Sorry, I digress. Back to our story.

“You’re kidding,” Kuhn said, when I told her about the sushi bar. Like many of those to whom I spoke, Kuhn said she won’t be eating Walgreens sushi. But only because she doesn’t like sushi. On the other hand, she and her friend Diane Kalas liked the idea of the computer-simulated makeup machine that will take your photo to show what you’ll look like in that new eyeshadow.

“This is crazy,” said Peter Agudelo, another out-of-town visitor. “I’m from Miami, and Walgreens there looks nothing like this. It’s a bit much for a Walgreens.”

His friend, Carrie Barroll, didn’t understand the attraction of simulated makeup.

“I just try it on,” she said.

But Ruth Clark of South Shore, who works across the street at Macy’s, was ecstatic to have her Walgreens back.

“I used to go to this Walgreens all the time,” Clark said, and when I told her about the new features, she was even happier. “Oh, my goodness. This is neat. Wow!”

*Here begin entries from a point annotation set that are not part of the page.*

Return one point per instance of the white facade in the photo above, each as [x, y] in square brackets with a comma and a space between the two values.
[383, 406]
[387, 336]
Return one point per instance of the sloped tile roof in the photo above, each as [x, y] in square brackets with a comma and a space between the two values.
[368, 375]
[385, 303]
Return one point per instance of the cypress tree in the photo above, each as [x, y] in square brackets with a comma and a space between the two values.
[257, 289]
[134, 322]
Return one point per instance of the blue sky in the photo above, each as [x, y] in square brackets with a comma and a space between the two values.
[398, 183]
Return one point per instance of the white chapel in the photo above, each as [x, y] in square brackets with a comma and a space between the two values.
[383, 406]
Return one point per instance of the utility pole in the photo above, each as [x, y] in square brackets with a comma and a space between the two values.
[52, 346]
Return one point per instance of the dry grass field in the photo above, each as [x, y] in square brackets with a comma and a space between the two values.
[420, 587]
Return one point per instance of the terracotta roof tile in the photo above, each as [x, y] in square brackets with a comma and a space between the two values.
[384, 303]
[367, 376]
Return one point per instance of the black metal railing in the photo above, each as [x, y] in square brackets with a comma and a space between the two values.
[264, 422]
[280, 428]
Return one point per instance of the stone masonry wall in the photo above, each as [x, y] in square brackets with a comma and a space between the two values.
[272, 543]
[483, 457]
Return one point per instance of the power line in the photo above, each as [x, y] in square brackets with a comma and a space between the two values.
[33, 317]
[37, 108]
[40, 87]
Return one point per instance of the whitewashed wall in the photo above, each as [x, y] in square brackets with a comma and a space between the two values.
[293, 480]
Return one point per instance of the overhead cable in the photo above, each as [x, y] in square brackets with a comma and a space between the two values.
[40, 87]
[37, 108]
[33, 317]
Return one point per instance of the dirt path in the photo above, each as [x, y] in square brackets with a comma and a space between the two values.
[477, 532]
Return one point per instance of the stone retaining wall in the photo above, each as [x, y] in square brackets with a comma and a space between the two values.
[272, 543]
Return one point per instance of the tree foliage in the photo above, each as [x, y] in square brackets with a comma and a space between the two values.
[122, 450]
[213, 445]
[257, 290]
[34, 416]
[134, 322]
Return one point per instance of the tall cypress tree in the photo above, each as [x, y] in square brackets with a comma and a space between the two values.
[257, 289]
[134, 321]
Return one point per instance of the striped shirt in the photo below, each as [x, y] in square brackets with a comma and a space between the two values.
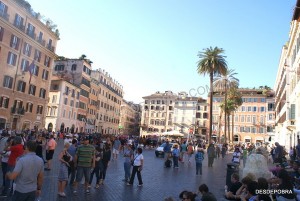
[85, 155]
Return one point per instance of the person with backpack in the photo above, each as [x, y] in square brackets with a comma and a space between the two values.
[199, 157]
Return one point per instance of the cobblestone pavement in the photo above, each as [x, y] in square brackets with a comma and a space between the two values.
[159, 182]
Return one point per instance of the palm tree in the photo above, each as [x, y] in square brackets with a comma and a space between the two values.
[212, 62]
[223, 83]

Some Spanish tourists trying to get their arms around the concept informed me sushi bars are the latest gimmick in Europe, too.

“Three years ago in Europe it was Chinese food, now it’s sushi,” said Mercedes Bonafonte of Barcelona.

But she and her compatriots said they were attracted by the promise of healthy food and would have gone inside if allowed.

Meagan Burns, a marketing manager for a restaurant group who was trying to crash the party, assured me this could be the start of something big: “a whole new level of consumer experience,” she said.

God bless, as long as they can still fill a prescription.